Question about variables inside a kernel

Hello all!

I have create the following kernel:

global test(…) {

 unsigned char myVar[512];


In what kind memory is myVar allocated: registers, global, shared, or something else?

Thanks in advance!

If indexing into your array may be precomputed at compile-time it is highly likely that it will be placed in registers. Otherwise it will be placed in local memory (i.e. per-thread part of global memory).

Generally compiler seems to maximize usage of registers where possible (since they’re fast), but registers are not addressable, so it’s impossible to have indexed array in them.

Also, arrays of smilar size may be allocated in local memory because it will requre too much registers otherwise.

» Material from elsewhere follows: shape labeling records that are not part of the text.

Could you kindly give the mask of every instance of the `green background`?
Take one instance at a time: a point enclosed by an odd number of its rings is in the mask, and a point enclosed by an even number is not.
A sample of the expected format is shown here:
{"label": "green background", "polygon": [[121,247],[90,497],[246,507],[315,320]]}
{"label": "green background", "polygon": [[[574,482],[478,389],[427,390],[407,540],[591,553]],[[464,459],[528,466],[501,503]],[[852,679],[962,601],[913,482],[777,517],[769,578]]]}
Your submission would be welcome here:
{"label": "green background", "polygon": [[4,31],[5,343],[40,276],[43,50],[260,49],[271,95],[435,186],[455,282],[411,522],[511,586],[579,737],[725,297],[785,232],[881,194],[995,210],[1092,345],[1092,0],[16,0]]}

Variables without shared specifier are neer allocated in shared memory.

Best way to answer your question is to try and check resulting .cubin file for actual resource (registers, shared and local) usage by kernel.

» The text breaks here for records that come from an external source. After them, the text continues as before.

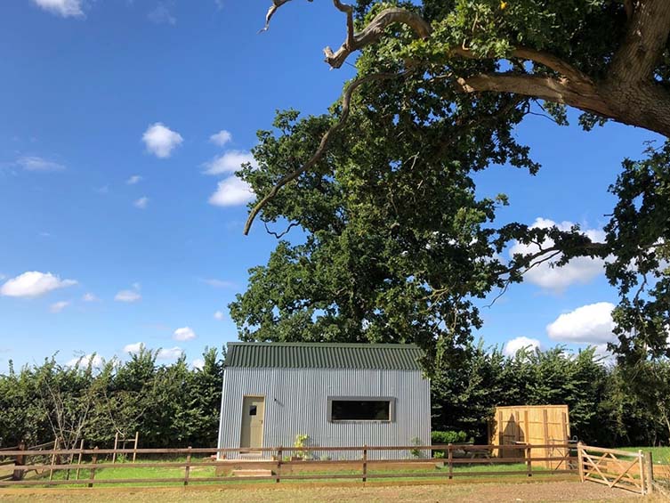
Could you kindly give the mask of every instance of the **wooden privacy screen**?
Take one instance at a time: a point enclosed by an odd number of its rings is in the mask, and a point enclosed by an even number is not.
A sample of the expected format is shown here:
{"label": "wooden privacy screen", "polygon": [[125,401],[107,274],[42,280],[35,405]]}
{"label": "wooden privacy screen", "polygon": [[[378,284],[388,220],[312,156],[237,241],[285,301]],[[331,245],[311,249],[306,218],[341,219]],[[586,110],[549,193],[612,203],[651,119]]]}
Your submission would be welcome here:
{"label": "wooden privacy screen", "polygon": [[[496,407],[496,415],[489,424],[488,438],[491,445],[517,445],[519,443],[562,444],[568,443],[570,426],[567,405],[519,405]],[[511,449],[495,449],[493,456],[513,458],[517,451]],[[533,450],[533,458],[569,457],[565,447],[547,447]],[[565,463],[545,460],[551,469],[568,469]]]}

I had the same doubt, so now I know. The problem I have relating to this, is that I need space (an array of floats, for example) to be used just inside the kernel (no transfers between host and device). I could think of a maximum size and declare it as a local variable (but this would limit input size of the program, etc). If I allocate the memory dynamically outside the kernel, I would be wasting less space. But since I imagine that local memory is optimized somehow (ie: it doesn’t use 512 * total threads, in the previous example, since there aren’t “total threads” executing simultaneously, just the maximum allowed in one warp).
So, any way to allocate memory dynamically outside the kernel call, and specify it will be used as local memory?

Local memory is as slow as global memory, so you should avoid using it where possible. Check if you can benefit from using shared memory in your kernel.
I’m not aware about any ways to declare variable-sized arrays in kernel. You can, however, dynamically allocate device memory from host code and then use it from kernel.

You can only allocate shared memory dynamically outside of your kernel. Also local memory is not optimized as you think since your kernel does not run to completion for 1 warp at a time. All warps are ‘in flight’ on the multiprocessor, so each thread needs it own local memory

Ok, thanks for the information.